Le ministre vénézuélien des Affaires étrangères, Yvan Gil, a annoncé que l’ambassadrice de Madrid Gladys Gutierrez avait été rappelée en raison de la crise diplomatique croissante avec l’Espagne et que l’ambassadeur d’Espagne Ramon Santos à Caracas serait convoqué aujourd’hui au ministère pour une réunion.
Gil a déclaré que la ministre espagnole de la Défense, Margarita Robles, avait utilisé le terme « dictateur » pour désigner le président vénézuélien Maduro et qu’ils avaient décidé de rappeler leurs ambassadeurs pour cette raison, et a soutenu que les propos de Robles étaient « arrogants, grossiers et ingérence dans les affaires intérieures ».
Le ministre espagnol des Affaires étrangères, José Manuel Albares, a déclaré dans sa déclaration à la radio RNE que jusqu’à présent, seuls l’Équateur et le Panama ont reconnu Edmundo Gonzalez comme président et que l’Espagne œuvre pour la démocratie, la liberté et la prospérité au Venezuela en agissant à la fois avec les instances régionales et européennes. pays.
«Convoquer un ambassadeur et tenir des consultations est une décision souveraine de chaque État», a déclaré Albares. Il a souligné qu’ils visent à avoir les meilleures relations avec le peuple frère vénézuélien.
Avec la décision prise au début de la semaine, le Parlement espagnol a demandé au gouvernement espagnol de reconnaître Gonzalez comme président du Venezuela et d’imposer des sanctions aux responsables gouvernementaux.
Le gouvernement avait annoncé qu’il ne prendrait pas une telle mesure pour l’instant.
Le président du Parlement vénézuélien, Jorge Rodríguez, a exigé que « toutes les relations diplomatiques, économiques et commerciales » avec l’Espagne soient rompues et que les représentants du Royaume d’Espagne quittent leur pays.
AMENER EDMUNDO GONZALEZ À MADRID
Le gouvernement espagnol a amené le candidat de l’opposition Edmundo Gonzalez, contre lequel un mandat d’arrêt a été émis au Venezuela, avec son épouse de Caracas à Madrid à bord d’un avion de l’armée de l’air espagnole le 8 septembre.
Gonzalez, qui aurait demandé l’asile politique en Espagne, était le candidat de la coalition d’opposition à l’élection présidentielle au Venezuela le 28 juillet, et après que le Conseil électoral national a annoncé que Nicolas Maduro avait été élu président, il a affirmé que l’élection était frauduleux et a exigé que les résultats soient considérés comme invalides.
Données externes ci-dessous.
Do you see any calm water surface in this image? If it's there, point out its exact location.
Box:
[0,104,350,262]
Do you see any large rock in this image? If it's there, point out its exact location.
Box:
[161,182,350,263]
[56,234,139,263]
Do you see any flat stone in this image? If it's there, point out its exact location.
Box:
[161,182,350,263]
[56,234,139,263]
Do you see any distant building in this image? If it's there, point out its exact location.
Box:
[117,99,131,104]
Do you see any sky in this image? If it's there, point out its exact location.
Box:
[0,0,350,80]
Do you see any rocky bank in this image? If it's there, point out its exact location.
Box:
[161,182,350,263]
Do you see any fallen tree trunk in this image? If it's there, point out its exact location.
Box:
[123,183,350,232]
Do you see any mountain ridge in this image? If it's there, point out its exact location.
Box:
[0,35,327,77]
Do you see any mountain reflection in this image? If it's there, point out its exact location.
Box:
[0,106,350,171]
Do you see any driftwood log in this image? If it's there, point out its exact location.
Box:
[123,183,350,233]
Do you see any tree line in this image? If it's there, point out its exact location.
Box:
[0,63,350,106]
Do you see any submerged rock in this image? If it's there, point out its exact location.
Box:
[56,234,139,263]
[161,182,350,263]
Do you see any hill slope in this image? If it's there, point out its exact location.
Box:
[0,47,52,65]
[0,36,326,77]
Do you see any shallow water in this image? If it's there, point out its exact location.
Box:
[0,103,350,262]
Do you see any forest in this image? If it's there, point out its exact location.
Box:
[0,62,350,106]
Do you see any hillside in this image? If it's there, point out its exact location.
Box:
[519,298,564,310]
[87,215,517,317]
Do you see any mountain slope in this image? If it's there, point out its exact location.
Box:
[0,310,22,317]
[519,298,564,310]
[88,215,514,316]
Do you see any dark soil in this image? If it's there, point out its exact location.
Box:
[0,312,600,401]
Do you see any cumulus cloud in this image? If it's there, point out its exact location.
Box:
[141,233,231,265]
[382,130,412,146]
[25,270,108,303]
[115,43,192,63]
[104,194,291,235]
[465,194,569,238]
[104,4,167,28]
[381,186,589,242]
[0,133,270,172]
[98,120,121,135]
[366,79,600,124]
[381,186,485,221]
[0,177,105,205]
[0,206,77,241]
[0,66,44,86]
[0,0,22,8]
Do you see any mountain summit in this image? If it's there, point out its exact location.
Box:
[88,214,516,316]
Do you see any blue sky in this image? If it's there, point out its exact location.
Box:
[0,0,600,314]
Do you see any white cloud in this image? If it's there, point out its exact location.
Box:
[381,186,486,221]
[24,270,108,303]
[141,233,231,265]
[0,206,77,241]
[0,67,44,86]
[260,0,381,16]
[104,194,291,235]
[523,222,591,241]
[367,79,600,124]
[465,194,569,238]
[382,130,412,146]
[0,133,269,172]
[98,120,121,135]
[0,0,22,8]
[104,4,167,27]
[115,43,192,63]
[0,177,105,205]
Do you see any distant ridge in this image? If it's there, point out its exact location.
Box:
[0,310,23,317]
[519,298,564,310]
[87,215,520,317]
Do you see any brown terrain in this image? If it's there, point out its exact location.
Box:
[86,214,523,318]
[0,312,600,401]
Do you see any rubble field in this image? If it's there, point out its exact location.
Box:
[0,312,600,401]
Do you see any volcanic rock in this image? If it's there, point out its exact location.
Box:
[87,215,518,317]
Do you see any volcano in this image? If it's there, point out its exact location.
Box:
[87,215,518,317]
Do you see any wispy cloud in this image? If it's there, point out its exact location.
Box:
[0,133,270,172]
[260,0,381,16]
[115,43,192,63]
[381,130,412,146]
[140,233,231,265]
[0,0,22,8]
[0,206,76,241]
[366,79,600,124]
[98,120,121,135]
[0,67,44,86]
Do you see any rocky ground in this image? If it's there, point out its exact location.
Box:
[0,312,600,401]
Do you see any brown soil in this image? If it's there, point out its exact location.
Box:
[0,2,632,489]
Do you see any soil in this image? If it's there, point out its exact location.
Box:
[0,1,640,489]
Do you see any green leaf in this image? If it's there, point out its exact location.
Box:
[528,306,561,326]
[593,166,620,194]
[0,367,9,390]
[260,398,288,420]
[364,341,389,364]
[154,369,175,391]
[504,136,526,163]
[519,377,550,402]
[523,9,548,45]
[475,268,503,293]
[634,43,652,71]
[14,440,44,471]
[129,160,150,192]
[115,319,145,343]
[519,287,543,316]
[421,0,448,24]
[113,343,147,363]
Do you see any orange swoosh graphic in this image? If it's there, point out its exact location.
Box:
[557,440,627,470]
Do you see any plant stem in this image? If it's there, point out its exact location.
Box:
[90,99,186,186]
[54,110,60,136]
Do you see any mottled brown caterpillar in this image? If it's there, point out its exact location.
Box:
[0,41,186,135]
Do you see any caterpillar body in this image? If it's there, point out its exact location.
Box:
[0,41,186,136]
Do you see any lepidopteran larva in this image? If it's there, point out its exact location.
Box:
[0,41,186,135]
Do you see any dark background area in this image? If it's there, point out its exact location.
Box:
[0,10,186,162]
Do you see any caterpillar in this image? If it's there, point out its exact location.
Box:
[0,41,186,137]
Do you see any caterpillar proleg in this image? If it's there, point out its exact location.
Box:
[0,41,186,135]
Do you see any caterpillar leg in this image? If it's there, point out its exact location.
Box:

Le bureau du procureur du Venezuela a ouvert une enquête pénale contre Gonzalez pour divers délits tels que « complot, falsification de documents et usurpation d’autorité ».
Un mandat d’arrêt a été émis contre Gonzalez, qui a été convoqué à trois reprises au parquet pour «désobéissance à la loi», mais n’est pas allé témoigner au motif qu’il n’était pas en sécurité pour la vie, «pour suspicion d’évasion».
MADURO A GAGNÉ POUR LA TROISIÈME FOIS
Selon les résultats annoncés par le Conseil national électoral vénézuélien (CNE) le 29 juillet, Maduro a remporté l’élection présidentielle pour la troisième fois avec 51,20 % des voix.
La candidate de la coalition d’opposition Gonzalez et la chef de l’opposition Maria Corina Machado ont rejeté les résultats des élections.
Le gouvernement espagnol a également annoncé qu’il ne reconnaîtrait pas les résultats annoncés des élections tant que les résultats des élections au Venezuela ne seraient pas publiés de manière «complète et vérifiable» et qu’il dirigerait des décisions communes contre l’administration vénézuélienne au sein de l’Union européenne. (UE).